Researchers from the University of Washington say the Mariana crow, a forest crow living on Rota Island in the western Pacific Ocean, will go extinct in 75 years.
The extinction could happen almost twice as soon as previously believed.
The crow's extinction can be prevented with a bird management program that focuses on helping fledgling birds reach their first birthday, said James Ha, UW research associate professor in psychology.
Ha examined survival rates in 97 Mariana crows Corvus kubaryi that had been tracked between 1990 and 2010 by researchers. He found that 40 percent of fledgling crows made it to their first birthday.
The rapid decline of young birds is twice what researchers previously estimated.
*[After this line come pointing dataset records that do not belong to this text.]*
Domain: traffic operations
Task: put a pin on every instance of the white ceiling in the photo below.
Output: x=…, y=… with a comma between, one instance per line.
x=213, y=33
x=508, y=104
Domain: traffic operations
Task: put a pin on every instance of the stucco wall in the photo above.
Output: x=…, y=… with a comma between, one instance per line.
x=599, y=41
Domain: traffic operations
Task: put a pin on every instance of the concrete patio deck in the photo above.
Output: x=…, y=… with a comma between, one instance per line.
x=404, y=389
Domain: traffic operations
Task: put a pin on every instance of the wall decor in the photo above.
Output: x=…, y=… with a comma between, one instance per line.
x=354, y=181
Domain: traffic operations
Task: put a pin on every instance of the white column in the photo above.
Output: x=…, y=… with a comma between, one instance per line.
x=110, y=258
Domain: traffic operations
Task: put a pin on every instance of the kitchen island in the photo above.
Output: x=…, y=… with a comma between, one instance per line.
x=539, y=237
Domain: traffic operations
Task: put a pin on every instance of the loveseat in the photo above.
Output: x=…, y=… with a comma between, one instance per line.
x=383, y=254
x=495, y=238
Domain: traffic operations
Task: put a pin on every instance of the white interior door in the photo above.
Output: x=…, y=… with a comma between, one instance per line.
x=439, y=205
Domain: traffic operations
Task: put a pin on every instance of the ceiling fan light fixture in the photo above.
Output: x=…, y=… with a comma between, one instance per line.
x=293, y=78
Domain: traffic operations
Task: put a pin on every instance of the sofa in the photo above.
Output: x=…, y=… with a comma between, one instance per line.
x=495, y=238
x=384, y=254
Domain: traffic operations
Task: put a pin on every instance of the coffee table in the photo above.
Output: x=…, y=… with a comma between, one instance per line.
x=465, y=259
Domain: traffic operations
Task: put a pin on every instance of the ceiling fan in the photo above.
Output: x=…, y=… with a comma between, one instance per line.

"It's the first year of survival that's the most crucial," said Ha, lead author of a report on the research. "If only 40 percent of fledglings survive their first year, then we predict the species will go extinct in 75 years."
Ha and his co-authors published the report in the current issue of Bird Conservation International.
The 75-year extinction estimate is according to a population model that factors in the estimated number of existing Mariana crows 330 with the 40 percent first-year survival rate, average number of fledglings per nest and fertility of female birds. Using this model, Ha found that 91 birds would exist in 20 years and that in 75 years the species would be extinct.
Previously, biologists believed that the first-year survival rate of Mariana crows was higher, around 60 to 80 percent.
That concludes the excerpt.